Apesar disso, a Portaria 260/20 insiste em manter a aplicação do voto de qualidade quando ocorrer empate na votação em determinadas situações julgadas no âmbito do Carf, tais como responsabilidade tributária, questões processuais, conversão de julgamento em diligência, embargos de declaração e demais espécies de processos de competência do Carf que não decorrem de auto de infração ou de notificação de lançamento, como, por exemplo, compensação tributária.

A justificativa da Fazenda Nacional para essa interpretação restrita é que o artigo 19-E da Lei 10.522/02 faz referência a “empate no julgamento do processo administrativo de determinação e exigência do crédito tributário”, o que não alcançaria as situações elencadas na portaria.

No entanto, por trazer uma limitação não prevista no artigo 19-E da Lei 10.522/02 em relação ao desempate favorável ao contribuinte e, ainda, pretender restringir seu alcance às hipóteses em que o empate ocorrer em julgamento de processo administrativo em que há exigência de crédito tributário por meio de auto de infração ou de notificação de lançamento, a Portaria 260/20 já vem sendo questionada no âmbito do Poder Judiciário, com registro de recentes decisões favoráveis aos contribuintes.

Portanto, ainda que o STF adote uma decisão favorável ao fim do voto de qualidade, um novo contencioso está anunciado, agora a respeito da abrangência do novo critério de desempate previsto no artigo 19-E da Lei 10.522/02, já que a Portaria 260/20 pretende restringi-lo para afastar determinadas situações.

Também é importante pontuar que, num cenário em que a extinção do voto de qualidade seja declarada constitucional, a Fazenda Nacional certamente brigará para que ao menos seja assegurado o seu direito de questionar judicialmente as decisões administrativas decididas pelo novo critério de desempate, com o objetivo de que se restabeleça o lançamento tributário perante o Poder Judiciário.

A bem verdade, a única certeza até o momento é que na atual conjuntura há um ambiente de total imprecisão e indefinição tanto para o Fisco quanto para os contribuintes em relação às decisões administrativas proferidas desde abril de 2020 com base no novo critério de desempate previsto no artigo 19-E da Lei 10.522/02. 

Enquanto a definição do STF sobre as ADIs não chega, não é possível dar definitividade aos casos administrativos que foram julgados com base nesse novo critério — ou mesmo pontuar suas consequências —, pois somente após o término do julgamento será possível conhecer os desdobramentos e efeitos da decisão, sendo certo que até que isso ocorra o cenário é de insegurança jurídica.

Ligia Merlo:  Desde a entrada em vigor da Lei 13.988/20, os contribuintes têm vivido um cenário de grande insegurança jurídica, especialmente ao se considerar as ADIs pendentes de análise pelo Supremo.

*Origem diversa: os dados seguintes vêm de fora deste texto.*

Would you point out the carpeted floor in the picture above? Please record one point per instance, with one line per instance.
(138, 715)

No entanto, esse cenário de insegurança parece ser mitigado na hipótese de uma decisão favorável à constitucionalidade do fim do voto de qualidade.

Isso porque as decisões definitivas em sede de ADI possuem efeitos vinculantes em relação a todos os órgãos do Poder Judiciário e à administração pública direta e indireta, não sendo possível também que a Fazenda Pública venha a discutir os lançamentos tributários no Judiciário.

Desse modo, resta aguardar o desfecho dado pelo Supremo à questão, bem como as manifestações dos ministros acerca da modulação dos efeitos dessa decisão, caso seja declarada a inconstitucionalidade da Lei 13.988/20.